1. De Commissie draagt er zorg voor dat personen die betrokken zijn bij overbrenging van accijnsgoederen als bedoeld in hoofdstuk IV en hoofdstuk V, afdeling 2, van Richtlijn (EU) 2020/262, langs elektronische weg een bevestiging kunnen krijgen van de geldigheid van accijnsnummers die in het in artikel 19, lid 4, bedoelde centrale register van deze verordening zijn opgenomen. De Commissie zendt verzoeken van marktdeelnemers om correctie van deze gegevens door aan het centrale verbindingsbureau voor accijnszaken of de verbindingsdienst die verantwoordelijk is voor de vergunning van die marktdeelnemer.

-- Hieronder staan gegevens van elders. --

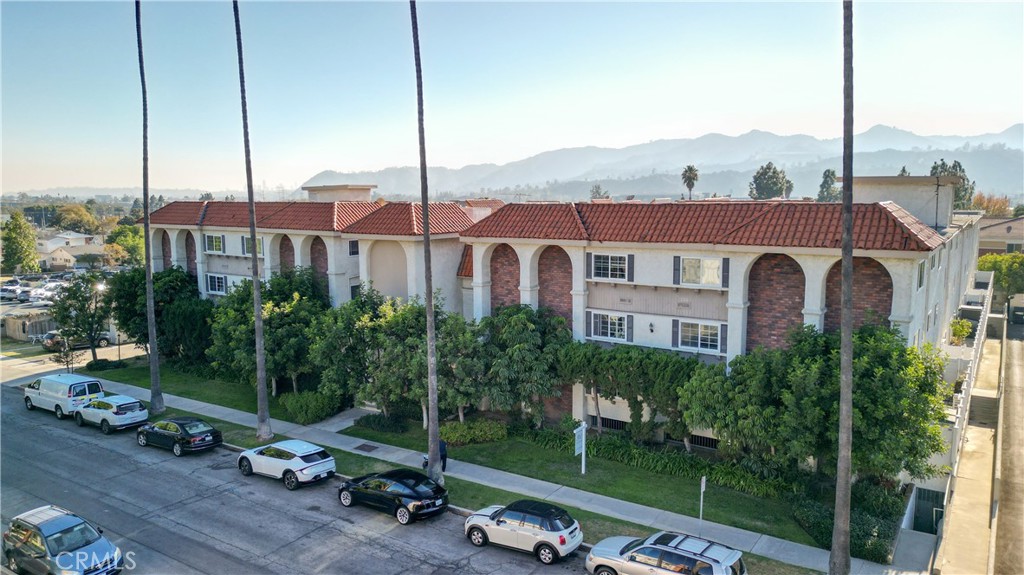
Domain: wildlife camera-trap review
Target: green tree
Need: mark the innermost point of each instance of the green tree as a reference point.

2. De centrale verbindingsbureaus voor accijnszaken of de verbindingsdiensten van de lidstaten dragen er zorg voor dat marktdeelnemers een bevestiging kunnen krijgen van de in artikel 19, lid 2, bedoelde gegevens die op hen betrekking hebben, alsook een correctie kunnen krijgen van eventuele onjuistheden.
3. De bevoegde autoriteit van een lidstaat kan, onder door die lidstaat, het centrale verbindingsbureau voor accijnszaken of aangewezen verbindingsdiensten gestelde voorwaarden, een bevestiging geven van de in artikel 19, lid 2, bedoelde gegevens.